Только Дарио, один Дарио умел избавить его от мучительного страха перед машинами – это его-то, который не так давно считал, что ни одна машина не мчит достаточно быстро. Он боялся машин, боялся поездов. Кто мог описать липкий ужас, который завладевал им при протяжном свистке паровоза? Перед глазами мгновенно вставала душераздирающая картина крушения – видения буквально раздирали его душу на клочки, – острые осколки стекол, шипящий опрокинутый котел, крики раненых – иногда он даже слышал хруст костей под колесами вагона.
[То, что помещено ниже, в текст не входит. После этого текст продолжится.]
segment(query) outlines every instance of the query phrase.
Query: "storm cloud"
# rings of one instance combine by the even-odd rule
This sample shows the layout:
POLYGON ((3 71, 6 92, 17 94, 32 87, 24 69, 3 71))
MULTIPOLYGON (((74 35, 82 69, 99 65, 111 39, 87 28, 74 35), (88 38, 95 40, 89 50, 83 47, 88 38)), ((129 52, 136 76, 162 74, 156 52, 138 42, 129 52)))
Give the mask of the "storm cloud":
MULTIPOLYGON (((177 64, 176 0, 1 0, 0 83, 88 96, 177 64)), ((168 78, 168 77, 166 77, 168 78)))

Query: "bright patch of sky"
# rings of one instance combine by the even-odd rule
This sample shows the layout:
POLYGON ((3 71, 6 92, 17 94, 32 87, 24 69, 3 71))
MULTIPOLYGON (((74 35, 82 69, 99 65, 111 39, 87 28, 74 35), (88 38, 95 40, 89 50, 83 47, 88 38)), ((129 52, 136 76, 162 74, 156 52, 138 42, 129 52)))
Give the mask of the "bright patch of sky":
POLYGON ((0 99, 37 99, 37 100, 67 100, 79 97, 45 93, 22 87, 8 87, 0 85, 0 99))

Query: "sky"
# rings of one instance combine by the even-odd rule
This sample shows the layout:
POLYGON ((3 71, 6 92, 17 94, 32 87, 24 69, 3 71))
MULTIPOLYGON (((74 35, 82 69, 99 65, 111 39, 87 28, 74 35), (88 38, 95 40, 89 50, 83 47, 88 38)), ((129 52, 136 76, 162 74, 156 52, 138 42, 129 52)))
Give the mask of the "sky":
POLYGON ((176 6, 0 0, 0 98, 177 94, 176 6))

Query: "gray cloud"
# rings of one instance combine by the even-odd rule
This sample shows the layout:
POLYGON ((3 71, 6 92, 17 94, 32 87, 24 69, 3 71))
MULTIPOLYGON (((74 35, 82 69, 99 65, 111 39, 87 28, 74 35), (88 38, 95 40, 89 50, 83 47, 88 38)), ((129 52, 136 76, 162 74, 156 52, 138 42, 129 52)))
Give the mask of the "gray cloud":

Не легче и с автомобильными катастрофами. А по ночам он боялся пожара. «Нет, нет, ничего этого нет и в помине, – думал он, внезапно очнувшись, – все это миражи, больное воображение… Дарио, Дарио, Дарио…»
– Скажите, молодой человек, – он вдруг забыл, как зовут секретаря, и изо всех сил, мучительно, но тщетно старался вспомнить, а секретарь распалялся гневом, считая забывчивость хозяина оскорблением, пренебрежением богача к своему служащему, – вы звонили доктору Асфару?
«Он спрашивает уже в третий раз», – подумал секретарь, подавляя раздражение.
– Звонил, мсье. Доктора нет дома, – ответил он.
Вардес в сердцах распахнул дверь и вышел. А что еще ему оставалось? Только пойти в казино по соседству и с глупейшим видом сидеть за столом наедине с крупье в абсолютно пустом игорном зале. Через некоторое время в казино появилась женщина. Он пригласил ее выпить рюмку в баре, где, кроме них, никого не было. Женщина не отличалась красотой: светлые негустые волосы, мелкие морщинки вокруг глаз, увядшая кожа, как у лежалого персика. Они вышли вместе и минут пять шли вдоль реки под дождем. Он назначил ей на завтра свидание, хотя знал, что ни за что не придет. И снова вернулся в гостиницу.
– Посыльный, проверьте, нет ли для меня телеграммы?
– Нет, мсье, для вас ничего нет.
Он отправил еще одну телеграмму: «Настоятельно прошу, нет, приказываю прибыть незамедлительно. Вардес»
И на следующий день опять никакого ответа.
Ночью, в одиннадцать часов Вардес разбудил секретаря.
– Позвоните доктору в Париж рано утром. Пусть завтра к вечеру приедет.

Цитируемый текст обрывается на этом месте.